Sanki her şeyi eline yüzüne bulaştırıyor, yarım bırakıyor gibi hissediyorsun bazen.
Hayallerin hep yarım kalmış, beklentilerin hiç karşılanmamış gibi geliyor. Hem kendine karşı hem dünyaya karşı yorgunsun, kendine küsmüşsün de zamana yayılan o sessizlik göz bebeklerinde birikmiş gibi işte.
Kendine karşı beslediğin öfke, dünyaya karşı biriktirdiğin kırgınlık ağırlık olmuş içinde de taşıyamıyorsun sanki. Hayal kırıklığı yaşıyorsun sık sık ve en çok kendine küsüyorsun. Kirpiklerinden kurduğun idam sehpalarının tekmesini sen atıyorsun.
Düşlerine çelme takmışlar da seni düşürmüşler gibi hissediyorsun işte bazen de. Herkes sanki hayal kırıklığı senin için.
****
Aslında hayal kırıklığı dediğimiz şey içimizde yarım kalan bizdir, biliyor musun?

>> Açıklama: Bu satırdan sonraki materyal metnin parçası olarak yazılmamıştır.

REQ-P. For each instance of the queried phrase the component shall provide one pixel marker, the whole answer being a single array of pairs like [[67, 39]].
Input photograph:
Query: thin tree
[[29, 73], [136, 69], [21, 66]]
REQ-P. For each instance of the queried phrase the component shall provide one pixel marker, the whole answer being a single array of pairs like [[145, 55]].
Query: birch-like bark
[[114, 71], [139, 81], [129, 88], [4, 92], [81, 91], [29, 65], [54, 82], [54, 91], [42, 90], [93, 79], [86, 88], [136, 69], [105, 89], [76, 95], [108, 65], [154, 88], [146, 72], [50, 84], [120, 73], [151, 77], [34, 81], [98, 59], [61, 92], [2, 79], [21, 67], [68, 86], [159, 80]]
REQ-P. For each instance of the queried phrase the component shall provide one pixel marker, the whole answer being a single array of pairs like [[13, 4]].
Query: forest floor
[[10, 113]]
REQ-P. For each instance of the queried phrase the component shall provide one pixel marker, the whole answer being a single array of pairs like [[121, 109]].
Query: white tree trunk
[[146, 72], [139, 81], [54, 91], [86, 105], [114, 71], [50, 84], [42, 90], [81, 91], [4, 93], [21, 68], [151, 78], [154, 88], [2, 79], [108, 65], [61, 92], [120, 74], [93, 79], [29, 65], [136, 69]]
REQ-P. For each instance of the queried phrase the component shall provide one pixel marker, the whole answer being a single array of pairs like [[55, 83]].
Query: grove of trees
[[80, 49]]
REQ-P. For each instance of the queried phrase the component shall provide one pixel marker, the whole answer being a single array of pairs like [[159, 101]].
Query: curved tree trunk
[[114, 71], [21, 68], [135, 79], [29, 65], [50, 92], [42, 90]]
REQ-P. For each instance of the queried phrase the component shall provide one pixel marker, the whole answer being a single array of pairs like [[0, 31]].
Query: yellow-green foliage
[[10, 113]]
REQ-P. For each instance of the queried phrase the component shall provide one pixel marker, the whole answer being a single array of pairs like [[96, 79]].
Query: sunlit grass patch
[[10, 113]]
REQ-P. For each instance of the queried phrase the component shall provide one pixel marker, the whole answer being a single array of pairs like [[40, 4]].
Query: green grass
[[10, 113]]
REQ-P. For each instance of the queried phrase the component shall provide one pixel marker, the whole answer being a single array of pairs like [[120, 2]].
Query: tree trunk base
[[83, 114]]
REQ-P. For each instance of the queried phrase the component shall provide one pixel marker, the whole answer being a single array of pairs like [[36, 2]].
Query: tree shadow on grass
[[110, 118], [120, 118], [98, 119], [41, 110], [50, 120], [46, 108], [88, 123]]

İnsanoğlu düşleriyle yoğrulmuş hamura benzer. Hayatın fırınında pişerken, düşlerin mayası verir ona tadını, kokusunu, anlamını.
Hayat sahibi olunmadan yaşam göğümüz karanlık bir boşluktan ibaret kalır.
Ama işte hayal sahibi olmakla hayal âleminde yaşamak aynı şey değil. Ayakları yere basan hayaller ile gerçeklikten kopuk sanrılar da asla aynı değil.
Bunu da düşünce öğreniyorsun.
***
Düştüğümüz yerden kalkmak istiyorsak neyi düşlediğimizi ve nereden düştüğümüzü bilmemiz gerekiyor. Önce düşüşümüzün haritasını çıkarmalıyız. Nereden düştük, neden düştük ve nereye varmak istiyoruz?
Düşmek ve düşlemek aynı hakikaten iki yüzü gibi. Yarım kalmış olan eylem değil, kalbin meylettiği istikamet yani.
Düş görmenin değil, düş kurmanın ustası olmalıyız. Bu iki dünyanın arasında salınan ruh, ancak ikisini de kucakladığında olgunlaşır.
Başka türlü diz kapaklarımıza üfleyen birilerini arar, üflemediler diye yeni düş kırıkları biriktiririz.